As, in Atlas Shrugged, Ayn Rand approached the end of her prowl along the corridors of the doomed Taggart Comet, she encountered, in Bedroom A, Car No. 14, yet another professor, a class of people for whom she had a very special contempt. This one was “a professor of philosophy who taught that there is no mind—how do you know that the tunnel is dangerous?—no reality—how can you prove that the tunnel exists?—no logic—why do you claim that trains cannot move without motive power?—no principles—why should you be bound by the law of cause-and-effect?”

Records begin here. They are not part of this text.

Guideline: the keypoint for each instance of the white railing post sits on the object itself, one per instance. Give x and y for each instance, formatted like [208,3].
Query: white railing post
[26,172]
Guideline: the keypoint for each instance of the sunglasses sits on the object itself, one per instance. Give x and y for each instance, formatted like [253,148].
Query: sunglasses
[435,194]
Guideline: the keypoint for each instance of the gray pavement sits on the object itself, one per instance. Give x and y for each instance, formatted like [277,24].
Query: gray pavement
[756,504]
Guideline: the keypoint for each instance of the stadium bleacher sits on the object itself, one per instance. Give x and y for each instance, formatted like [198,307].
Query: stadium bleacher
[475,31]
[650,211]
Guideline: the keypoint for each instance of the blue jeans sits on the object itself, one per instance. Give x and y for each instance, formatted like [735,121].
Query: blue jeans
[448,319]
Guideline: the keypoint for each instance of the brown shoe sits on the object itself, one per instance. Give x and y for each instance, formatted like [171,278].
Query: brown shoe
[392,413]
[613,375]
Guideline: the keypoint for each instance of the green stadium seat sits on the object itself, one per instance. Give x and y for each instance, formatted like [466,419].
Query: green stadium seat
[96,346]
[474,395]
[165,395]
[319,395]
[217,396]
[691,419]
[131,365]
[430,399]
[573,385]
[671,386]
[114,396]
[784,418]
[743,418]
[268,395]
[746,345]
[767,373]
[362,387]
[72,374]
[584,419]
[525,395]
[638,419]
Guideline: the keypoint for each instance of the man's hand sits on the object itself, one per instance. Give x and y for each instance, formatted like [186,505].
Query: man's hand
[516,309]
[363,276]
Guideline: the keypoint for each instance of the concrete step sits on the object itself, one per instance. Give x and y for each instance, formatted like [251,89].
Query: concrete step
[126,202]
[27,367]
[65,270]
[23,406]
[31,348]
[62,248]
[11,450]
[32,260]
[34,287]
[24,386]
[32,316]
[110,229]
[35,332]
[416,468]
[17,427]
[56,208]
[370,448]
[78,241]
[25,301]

The first thing one might say about this is that if, in real life, Rand ever encountered any such person, she was uniquely favoured by fate. Few of the rest of us can have had that privilege, and not even the fictional political, business and academic villains of Atlas Shrugged would have espoused such a ‘philosophy’. Their actions and motives were all too understandable, since they involved the seizure of the very real property of the ‘reasonable men’ (the most unreal characters in the whole book) for their own very real and selfish purposes.
What can be said about this particular passage is that it abundantly reflects Rand’s own tenuous grasp on reality. The Second World War was at its height in 1943 when she began work on Atlas Shrugged, and the first draft was completed in 1946, a year after it was over. In discussing the first victim described of the Winston disaster, the ‘professor of sociology in Car No 1’, I noted that there cannot have been many people at that time who believed, together with him, that the individual characters of people such as Hitler and Stalin had no influence on events. There can have been even fewer, even among those who had been living relatively sheltered lives in California, who believed that the events themselves had no reality.
But nothing, it seems, could be allowed to interfere with Rand’s relentless denial of reality. Or her hatred of academia.